Somehow, I have managed to get this far in my blog without a tip of the hat to Lindsay Anderson’s brilliant film If . . . . (1968)– which I first saw on 42nd Street at 2AM on a double bill with Inadmissible Evidence with a group of filmmaker friends, including a young Warren Sonbert. Despite the lateness of the hour, the film knocked me out then, and knocks me out still, as one of the few really gay-positive films of the era, and a real harbinger of the shape of things to come. It’s a truly liberating film, full of the promise of change and hope, and one of the masterpieces of British cinema. David Ehrenstein has a brilliant essay on it, which you can read by clicking here, and he’s the one who reminded me that I’d been remiss in not mentioning it thus far; although it certainly owes a debt to Jean Vigo’s Zéro de conduite, it’s a film that inescapably belongs to the 1960s, to a time when everything was new, and possible.
As David writes in his essay, “There’s nothing quite like a work of art that captures the zeitgeist right at its moment of maximum impact.
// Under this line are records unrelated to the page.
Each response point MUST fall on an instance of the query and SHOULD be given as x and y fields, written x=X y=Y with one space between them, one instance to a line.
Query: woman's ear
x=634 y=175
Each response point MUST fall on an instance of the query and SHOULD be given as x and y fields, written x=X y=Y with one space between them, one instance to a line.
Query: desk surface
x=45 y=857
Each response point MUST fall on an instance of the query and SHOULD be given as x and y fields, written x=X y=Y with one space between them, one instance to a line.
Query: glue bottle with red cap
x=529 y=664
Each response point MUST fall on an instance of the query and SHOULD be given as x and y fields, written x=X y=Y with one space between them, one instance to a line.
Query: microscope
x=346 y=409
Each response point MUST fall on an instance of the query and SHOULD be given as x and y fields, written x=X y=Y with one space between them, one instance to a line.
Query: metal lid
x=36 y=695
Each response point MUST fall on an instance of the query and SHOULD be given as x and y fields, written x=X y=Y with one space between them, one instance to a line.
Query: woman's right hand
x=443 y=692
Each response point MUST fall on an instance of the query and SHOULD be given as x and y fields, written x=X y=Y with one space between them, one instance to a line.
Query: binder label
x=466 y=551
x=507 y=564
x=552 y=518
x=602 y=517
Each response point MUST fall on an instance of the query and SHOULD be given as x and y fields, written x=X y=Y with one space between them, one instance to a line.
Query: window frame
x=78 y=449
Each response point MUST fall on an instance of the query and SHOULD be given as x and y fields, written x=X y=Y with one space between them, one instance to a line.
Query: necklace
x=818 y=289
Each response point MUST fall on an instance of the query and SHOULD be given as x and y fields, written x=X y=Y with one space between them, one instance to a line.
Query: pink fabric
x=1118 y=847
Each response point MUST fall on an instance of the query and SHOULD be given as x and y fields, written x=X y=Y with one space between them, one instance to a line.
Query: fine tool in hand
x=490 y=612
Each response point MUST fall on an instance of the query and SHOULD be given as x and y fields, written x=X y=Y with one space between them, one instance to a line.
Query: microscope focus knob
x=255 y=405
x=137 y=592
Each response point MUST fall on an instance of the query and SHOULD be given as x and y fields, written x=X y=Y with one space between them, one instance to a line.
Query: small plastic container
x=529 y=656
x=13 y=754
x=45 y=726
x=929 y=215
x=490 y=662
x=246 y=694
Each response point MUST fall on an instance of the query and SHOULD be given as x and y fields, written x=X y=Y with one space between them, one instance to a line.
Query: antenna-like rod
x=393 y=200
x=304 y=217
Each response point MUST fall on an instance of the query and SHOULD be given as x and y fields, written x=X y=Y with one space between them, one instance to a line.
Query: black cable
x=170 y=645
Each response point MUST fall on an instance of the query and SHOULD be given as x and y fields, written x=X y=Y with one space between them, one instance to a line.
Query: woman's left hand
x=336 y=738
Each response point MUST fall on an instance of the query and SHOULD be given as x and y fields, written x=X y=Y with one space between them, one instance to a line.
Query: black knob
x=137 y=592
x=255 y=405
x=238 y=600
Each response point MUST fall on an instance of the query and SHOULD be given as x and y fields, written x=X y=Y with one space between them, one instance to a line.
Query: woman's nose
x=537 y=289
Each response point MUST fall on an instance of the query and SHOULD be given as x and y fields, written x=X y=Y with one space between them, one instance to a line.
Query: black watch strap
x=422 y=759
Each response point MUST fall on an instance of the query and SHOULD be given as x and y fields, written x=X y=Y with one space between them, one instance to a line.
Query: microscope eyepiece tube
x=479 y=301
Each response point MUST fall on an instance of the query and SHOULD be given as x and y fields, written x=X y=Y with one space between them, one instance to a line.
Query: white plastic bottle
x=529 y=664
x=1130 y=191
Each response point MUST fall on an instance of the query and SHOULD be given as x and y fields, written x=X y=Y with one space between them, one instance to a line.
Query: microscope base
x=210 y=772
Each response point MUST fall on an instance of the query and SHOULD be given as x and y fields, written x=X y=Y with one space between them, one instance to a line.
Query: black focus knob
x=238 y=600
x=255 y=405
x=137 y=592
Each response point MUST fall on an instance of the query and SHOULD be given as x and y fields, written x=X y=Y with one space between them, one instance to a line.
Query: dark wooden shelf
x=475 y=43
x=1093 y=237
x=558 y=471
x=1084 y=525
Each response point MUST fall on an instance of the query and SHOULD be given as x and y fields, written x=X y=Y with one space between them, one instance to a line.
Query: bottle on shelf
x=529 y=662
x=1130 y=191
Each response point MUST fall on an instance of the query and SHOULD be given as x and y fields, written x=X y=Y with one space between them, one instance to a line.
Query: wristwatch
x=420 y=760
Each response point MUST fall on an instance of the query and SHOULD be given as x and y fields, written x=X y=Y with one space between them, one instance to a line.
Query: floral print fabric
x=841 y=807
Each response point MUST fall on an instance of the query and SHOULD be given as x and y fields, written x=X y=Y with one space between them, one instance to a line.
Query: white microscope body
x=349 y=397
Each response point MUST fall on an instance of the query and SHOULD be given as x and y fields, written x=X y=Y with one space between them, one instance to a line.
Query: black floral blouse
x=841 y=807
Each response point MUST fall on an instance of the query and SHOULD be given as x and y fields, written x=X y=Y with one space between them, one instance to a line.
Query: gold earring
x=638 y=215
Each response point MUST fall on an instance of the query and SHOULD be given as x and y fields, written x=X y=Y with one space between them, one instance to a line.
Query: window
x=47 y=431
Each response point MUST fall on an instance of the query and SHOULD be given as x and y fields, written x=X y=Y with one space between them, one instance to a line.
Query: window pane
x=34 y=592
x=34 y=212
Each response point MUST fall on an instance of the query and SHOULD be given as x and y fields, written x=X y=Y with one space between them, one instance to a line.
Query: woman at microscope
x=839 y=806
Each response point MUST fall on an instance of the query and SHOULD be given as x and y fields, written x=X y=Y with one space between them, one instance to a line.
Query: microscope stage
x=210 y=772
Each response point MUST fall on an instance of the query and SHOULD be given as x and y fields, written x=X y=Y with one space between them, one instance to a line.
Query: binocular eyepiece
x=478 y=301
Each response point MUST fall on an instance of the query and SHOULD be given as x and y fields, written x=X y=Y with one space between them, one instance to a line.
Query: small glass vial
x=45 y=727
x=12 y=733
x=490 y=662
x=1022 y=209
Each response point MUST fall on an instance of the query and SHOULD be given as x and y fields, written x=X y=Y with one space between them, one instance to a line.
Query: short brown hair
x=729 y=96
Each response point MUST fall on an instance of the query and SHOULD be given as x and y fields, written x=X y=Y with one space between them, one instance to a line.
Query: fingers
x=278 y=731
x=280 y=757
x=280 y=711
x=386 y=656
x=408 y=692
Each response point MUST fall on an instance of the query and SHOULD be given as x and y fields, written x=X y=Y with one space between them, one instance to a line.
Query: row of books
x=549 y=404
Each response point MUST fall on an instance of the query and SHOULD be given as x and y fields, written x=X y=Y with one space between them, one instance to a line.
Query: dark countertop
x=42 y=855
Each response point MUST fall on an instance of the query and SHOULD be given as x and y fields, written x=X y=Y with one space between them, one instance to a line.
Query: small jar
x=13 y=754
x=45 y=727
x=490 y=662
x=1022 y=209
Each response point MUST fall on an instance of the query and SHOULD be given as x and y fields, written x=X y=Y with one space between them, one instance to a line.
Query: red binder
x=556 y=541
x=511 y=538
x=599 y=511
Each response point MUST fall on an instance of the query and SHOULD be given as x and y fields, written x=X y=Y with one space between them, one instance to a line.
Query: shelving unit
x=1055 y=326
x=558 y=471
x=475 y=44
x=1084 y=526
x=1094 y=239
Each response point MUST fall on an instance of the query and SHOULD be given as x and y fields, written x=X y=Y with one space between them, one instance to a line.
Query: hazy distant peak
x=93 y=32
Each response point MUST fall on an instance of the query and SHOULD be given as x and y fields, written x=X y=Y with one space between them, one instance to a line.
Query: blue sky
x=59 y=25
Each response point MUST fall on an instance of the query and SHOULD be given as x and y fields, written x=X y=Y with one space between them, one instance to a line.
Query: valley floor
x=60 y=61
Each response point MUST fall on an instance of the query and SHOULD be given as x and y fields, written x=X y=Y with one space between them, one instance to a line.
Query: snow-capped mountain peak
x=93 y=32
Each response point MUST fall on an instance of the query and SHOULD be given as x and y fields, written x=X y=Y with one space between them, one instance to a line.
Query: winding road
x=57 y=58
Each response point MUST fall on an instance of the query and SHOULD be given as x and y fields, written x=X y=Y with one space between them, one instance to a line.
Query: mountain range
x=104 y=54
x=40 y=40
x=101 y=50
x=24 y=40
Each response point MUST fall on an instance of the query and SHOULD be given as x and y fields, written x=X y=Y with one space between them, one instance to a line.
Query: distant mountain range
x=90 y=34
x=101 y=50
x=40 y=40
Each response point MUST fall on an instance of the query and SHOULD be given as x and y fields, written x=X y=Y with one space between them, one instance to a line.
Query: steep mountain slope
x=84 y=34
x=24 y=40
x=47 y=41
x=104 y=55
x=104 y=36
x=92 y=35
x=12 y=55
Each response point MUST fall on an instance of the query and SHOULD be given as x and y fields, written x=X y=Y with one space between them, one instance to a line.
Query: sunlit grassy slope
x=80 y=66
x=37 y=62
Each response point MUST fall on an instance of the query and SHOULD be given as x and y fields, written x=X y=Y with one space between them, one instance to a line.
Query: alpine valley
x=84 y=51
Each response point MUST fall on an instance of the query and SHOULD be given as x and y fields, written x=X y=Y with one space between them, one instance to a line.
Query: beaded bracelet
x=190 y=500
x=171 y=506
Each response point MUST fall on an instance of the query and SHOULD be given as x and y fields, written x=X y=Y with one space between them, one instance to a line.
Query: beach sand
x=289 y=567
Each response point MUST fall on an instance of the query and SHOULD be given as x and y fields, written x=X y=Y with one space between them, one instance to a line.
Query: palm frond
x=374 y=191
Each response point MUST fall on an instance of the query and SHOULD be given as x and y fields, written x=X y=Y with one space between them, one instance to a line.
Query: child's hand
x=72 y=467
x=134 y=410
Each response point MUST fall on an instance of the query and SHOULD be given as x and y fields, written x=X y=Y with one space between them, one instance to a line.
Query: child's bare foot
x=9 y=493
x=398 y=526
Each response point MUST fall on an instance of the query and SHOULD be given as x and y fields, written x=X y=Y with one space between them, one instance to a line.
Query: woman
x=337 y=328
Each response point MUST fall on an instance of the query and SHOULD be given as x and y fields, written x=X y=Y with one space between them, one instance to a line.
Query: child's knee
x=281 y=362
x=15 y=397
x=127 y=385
And more than any other film of its time, If…. nails the sixties. As anyone who lived through that tumultuous era can tell you, it was a decade rife with cinematic expressions of free-spirited utopianism, restless iconoclasm, and woozy, drug-fueled reverie.
But while works as diverse as Bonnie and Clyde (1967), Blow-Up (1966), Easy Rider (1969), La Chinoise (1967), and 2001: A Space Odyssey (1968) embody the sixties look and feel, none of them sport the emotional and intellectual intensity of Anderson’s darkly comic drama. It has no references to current events. No drugs (though the boys do drink vodka). And instead of a pop-music score, the African Missa Luba is heard playing on the Victrola. Anderson’s interest might best be described as classical rather than topical. If…., that is, concerns youthful yearnings to revolt that are simultaneously of its time and eternal.
When the central hero of If…. (less played than virtually embodied by [Malcolm] McDowell) says that ‘violence and revolution are the only pure acts,’ he’s being extravagant in a way typical of a youth of his class and education. He also says, ‘When do we live? That’s what I want to know’—words that almost any impatient-to-live youth, regardless of class or education, would say. For If…. takes place in that protean moment when childhood steps aside as the adult to be is formed. And it’s the formation of that future adult that is the film’s central subject.”